SALAH satu produk saus, sambal dan kecap asal Indonesia, yakni ABC, ditarik dari Singapura. Pasalnya merek tersebut tercatat memiliki kandungan alergen sulfit dan Bahan Tambahan Pangan (BTP) pengawet benzoat
Badan Pengawas Obat dan Makanan (BPOM) Republik Indonesia membenarkan bahwa ada kandungan tersebut dalam produk sau dan sambal serta kecap ABC.
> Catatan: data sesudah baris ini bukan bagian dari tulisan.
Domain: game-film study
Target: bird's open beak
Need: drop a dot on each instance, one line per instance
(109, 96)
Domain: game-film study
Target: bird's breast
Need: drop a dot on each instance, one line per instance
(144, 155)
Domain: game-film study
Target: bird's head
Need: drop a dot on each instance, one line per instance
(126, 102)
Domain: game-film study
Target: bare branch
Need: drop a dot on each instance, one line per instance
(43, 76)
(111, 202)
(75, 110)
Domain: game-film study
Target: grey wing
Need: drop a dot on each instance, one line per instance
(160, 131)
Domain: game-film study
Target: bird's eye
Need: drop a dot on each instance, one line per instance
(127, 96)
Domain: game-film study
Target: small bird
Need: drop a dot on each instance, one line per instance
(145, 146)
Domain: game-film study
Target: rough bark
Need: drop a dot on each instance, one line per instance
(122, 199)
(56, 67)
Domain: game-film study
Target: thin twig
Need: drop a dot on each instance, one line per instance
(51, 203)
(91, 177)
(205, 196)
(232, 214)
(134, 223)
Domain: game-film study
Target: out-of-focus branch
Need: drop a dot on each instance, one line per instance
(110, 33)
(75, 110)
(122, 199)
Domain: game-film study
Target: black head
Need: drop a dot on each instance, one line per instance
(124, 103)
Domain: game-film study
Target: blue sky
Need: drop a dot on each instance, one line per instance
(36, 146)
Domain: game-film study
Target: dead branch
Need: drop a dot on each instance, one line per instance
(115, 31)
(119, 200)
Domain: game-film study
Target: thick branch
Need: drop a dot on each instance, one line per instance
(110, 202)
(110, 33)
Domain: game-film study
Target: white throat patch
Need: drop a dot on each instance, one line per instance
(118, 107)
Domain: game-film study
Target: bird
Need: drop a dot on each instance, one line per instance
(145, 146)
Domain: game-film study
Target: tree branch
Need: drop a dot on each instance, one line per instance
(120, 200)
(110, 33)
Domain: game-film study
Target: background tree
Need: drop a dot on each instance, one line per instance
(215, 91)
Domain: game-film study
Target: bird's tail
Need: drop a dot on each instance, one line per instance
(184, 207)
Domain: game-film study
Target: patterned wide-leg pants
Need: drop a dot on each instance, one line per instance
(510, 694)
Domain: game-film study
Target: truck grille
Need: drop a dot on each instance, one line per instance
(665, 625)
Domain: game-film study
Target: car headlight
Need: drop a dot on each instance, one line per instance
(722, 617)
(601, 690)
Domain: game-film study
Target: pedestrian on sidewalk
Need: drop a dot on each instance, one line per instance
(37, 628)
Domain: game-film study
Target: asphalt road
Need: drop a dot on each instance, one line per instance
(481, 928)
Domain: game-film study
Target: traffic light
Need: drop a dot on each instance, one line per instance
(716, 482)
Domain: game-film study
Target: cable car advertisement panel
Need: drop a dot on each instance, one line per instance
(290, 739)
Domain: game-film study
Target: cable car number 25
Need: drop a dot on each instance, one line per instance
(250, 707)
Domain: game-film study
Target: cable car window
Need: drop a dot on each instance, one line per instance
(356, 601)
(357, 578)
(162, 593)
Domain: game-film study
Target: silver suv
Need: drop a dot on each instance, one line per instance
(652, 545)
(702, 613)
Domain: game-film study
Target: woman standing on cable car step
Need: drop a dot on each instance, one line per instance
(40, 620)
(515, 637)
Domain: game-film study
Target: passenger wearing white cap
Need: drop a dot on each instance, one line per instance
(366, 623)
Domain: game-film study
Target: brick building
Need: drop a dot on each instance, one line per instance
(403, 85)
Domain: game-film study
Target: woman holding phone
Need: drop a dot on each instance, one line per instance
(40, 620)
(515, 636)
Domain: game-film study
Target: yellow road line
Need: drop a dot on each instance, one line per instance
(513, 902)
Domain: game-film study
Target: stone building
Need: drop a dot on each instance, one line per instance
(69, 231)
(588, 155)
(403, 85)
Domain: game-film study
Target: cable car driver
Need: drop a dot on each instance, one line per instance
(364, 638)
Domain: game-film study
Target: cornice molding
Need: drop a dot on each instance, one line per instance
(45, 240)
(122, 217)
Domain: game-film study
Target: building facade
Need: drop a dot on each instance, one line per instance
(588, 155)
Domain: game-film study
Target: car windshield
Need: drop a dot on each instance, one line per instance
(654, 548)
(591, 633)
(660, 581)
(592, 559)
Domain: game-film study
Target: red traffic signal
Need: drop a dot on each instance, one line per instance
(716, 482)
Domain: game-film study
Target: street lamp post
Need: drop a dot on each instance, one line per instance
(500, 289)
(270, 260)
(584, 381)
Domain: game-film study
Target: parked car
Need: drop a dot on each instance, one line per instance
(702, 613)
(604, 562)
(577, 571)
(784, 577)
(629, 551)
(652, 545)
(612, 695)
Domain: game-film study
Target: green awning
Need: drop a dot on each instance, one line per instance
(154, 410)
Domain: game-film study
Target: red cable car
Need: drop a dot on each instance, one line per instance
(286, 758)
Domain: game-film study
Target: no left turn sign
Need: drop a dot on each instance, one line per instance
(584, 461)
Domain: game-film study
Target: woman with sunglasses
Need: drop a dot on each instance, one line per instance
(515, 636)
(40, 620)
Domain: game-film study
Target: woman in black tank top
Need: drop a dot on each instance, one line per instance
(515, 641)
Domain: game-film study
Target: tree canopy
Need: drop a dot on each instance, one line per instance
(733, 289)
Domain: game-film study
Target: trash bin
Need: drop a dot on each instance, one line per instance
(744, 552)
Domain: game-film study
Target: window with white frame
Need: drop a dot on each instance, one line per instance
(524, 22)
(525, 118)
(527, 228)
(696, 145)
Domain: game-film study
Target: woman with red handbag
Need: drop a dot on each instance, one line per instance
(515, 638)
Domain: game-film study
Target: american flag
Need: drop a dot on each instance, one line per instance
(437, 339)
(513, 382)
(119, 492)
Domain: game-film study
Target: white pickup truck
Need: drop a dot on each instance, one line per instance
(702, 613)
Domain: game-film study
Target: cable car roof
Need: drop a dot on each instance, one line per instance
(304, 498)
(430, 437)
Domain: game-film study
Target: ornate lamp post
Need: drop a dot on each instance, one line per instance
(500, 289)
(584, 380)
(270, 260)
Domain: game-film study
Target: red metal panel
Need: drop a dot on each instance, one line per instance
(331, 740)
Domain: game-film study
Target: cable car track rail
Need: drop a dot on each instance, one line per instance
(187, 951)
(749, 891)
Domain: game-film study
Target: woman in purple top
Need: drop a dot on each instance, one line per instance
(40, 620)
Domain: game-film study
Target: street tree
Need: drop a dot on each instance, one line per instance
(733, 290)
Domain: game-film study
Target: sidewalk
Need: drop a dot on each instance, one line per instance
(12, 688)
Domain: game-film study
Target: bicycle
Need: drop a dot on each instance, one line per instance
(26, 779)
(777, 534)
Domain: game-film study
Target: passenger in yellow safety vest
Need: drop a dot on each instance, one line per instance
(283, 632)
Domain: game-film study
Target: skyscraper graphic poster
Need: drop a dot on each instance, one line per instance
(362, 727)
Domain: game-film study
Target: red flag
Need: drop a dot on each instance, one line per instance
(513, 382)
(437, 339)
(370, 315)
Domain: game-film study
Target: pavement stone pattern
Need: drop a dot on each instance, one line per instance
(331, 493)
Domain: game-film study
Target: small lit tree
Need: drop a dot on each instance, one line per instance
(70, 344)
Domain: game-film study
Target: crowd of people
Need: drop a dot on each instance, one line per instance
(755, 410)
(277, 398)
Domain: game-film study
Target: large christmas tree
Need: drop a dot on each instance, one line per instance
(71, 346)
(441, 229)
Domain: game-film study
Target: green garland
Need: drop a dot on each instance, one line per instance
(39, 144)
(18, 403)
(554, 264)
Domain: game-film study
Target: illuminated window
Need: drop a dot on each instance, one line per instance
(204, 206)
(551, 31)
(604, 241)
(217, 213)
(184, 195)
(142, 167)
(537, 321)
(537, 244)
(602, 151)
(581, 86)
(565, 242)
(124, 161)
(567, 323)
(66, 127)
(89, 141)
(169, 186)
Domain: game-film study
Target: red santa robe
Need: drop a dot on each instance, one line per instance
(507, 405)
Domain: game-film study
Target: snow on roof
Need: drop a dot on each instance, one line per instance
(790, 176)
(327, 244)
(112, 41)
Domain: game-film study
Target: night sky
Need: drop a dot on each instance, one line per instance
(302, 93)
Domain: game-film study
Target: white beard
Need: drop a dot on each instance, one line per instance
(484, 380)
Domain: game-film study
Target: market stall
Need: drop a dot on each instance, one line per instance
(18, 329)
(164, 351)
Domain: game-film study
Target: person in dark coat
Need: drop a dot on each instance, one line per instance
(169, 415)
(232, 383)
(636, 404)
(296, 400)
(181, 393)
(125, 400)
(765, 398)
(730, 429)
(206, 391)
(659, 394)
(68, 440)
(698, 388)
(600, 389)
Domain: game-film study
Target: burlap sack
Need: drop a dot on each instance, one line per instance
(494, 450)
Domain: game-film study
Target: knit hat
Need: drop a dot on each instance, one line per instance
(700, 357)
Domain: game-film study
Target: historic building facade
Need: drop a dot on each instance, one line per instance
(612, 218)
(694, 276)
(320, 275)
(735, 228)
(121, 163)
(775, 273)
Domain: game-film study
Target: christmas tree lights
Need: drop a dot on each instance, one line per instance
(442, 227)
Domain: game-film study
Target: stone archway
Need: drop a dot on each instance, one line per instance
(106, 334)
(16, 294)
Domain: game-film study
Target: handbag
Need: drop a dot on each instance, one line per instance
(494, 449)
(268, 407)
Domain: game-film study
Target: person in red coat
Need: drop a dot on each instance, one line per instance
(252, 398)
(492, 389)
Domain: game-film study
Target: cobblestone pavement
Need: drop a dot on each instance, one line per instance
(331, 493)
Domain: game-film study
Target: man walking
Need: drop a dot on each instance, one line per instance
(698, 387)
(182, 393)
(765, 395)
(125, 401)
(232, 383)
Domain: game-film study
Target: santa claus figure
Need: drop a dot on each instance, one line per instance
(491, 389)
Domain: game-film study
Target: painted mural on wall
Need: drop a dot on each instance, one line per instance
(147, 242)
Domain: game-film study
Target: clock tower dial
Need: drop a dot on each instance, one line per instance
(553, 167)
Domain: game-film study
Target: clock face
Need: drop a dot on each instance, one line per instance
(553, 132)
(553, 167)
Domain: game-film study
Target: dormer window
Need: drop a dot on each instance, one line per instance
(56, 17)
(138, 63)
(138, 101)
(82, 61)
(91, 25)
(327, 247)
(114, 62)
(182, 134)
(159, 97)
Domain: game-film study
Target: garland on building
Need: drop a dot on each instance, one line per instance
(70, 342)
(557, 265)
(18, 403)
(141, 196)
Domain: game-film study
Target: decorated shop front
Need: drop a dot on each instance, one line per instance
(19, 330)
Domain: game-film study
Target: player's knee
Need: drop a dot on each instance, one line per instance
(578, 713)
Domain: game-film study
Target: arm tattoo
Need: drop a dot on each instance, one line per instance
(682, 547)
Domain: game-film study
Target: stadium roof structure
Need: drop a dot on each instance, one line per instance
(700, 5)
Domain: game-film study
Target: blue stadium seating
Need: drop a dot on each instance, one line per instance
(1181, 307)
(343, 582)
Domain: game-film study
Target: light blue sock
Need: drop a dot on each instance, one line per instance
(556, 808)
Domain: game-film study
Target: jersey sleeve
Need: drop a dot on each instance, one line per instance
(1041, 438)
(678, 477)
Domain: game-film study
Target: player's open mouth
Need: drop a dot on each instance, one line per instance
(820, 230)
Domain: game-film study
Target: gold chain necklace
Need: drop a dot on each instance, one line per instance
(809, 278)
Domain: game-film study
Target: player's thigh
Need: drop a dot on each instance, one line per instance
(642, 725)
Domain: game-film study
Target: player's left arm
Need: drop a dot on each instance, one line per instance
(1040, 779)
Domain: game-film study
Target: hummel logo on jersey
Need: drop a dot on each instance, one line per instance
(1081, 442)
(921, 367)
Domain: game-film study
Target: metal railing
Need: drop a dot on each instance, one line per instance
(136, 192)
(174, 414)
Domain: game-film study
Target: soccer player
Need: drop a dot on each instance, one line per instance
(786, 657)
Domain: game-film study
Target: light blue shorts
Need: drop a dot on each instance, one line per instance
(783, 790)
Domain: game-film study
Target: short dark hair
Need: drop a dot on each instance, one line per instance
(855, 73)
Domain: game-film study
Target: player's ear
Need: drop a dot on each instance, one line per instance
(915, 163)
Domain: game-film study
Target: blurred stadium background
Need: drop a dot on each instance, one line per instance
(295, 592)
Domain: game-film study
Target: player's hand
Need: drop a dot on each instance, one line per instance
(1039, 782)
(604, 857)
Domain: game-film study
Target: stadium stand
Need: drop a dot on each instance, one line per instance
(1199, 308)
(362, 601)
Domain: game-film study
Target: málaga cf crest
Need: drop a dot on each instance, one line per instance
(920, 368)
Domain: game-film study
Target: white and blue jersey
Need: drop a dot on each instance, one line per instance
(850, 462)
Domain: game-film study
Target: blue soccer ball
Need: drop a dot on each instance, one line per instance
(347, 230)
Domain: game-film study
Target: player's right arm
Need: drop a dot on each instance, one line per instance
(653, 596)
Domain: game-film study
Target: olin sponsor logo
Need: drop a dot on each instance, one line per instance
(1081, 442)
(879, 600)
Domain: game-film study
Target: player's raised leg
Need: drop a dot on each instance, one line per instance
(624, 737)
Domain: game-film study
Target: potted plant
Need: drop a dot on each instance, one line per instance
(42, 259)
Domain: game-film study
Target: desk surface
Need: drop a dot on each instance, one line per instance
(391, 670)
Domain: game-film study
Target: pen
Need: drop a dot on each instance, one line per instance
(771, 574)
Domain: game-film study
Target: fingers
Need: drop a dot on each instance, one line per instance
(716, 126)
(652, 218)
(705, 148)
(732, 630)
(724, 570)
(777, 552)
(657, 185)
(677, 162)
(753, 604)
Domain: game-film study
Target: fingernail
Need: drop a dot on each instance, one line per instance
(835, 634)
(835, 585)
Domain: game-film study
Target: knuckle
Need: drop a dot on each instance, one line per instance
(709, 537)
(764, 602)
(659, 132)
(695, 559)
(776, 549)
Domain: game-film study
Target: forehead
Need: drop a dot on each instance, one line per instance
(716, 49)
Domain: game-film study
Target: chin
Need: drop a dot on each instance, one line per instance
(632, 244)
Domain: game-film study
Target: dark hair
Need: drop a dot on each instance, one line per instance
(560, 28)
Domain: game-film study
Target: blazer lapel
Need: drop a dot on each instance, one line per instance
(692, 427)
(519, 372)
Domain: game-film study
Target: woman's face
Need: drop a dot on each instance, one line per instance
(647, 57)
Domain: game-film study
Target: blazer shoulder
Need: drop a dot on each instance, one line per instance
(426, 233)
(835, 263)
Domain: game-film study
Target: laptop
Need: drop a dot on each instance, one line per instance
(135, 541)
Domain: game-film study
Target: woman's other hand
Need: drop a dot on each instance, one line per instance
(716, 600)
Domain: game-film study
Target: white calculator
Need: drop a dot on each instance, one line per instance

"Hasil pengawasan BPOM terhadap label kedua produk di peredaran telah sesuai dengan persetujuan BPOM, termasuk telah tercantum informasi alergen sulfit dan BTP pengawet benzoat," ungkap BPOM dalam keterangan resminya yang diterima MNC Portal, Jumat (9/9/2022).
BPOM pun menegaskan bahwa kedua produk merek ABC yang ditarik dari Singapura itu telah dilakukan evaluasi keamanan dan mutu produk, antara lain melalui evaluasi hasil pengujian, sehingga mendapat izin edar BPOM dan beredar di Indonesia.

Namun, pada kasus di Singapura, produk merek ABC ini 'tidak jujur' dalam pernyataan label informasi produk. Padahal, pada kemasan asli sudah tertulis bahwa produk kecap manis itu mengandung alergen sulfit dan BTP pengawet benzoat.
Ya, berdasar temuan SFA, produk merek ABC tersebut sebetulnya memiliki label berbahasa Indonesia, namun saat tiba di Singapura label asli ditutup dengan label berbahasa Inggris. Sayangnya, pada label berbahasa Inggris tidak lengkap mencantumkan informasi produk.
"Termasuk tidak mencantumkan informasi alergen sulfit dan penggunaan BTP pengawet benzoat," ungkap laporan BPOM.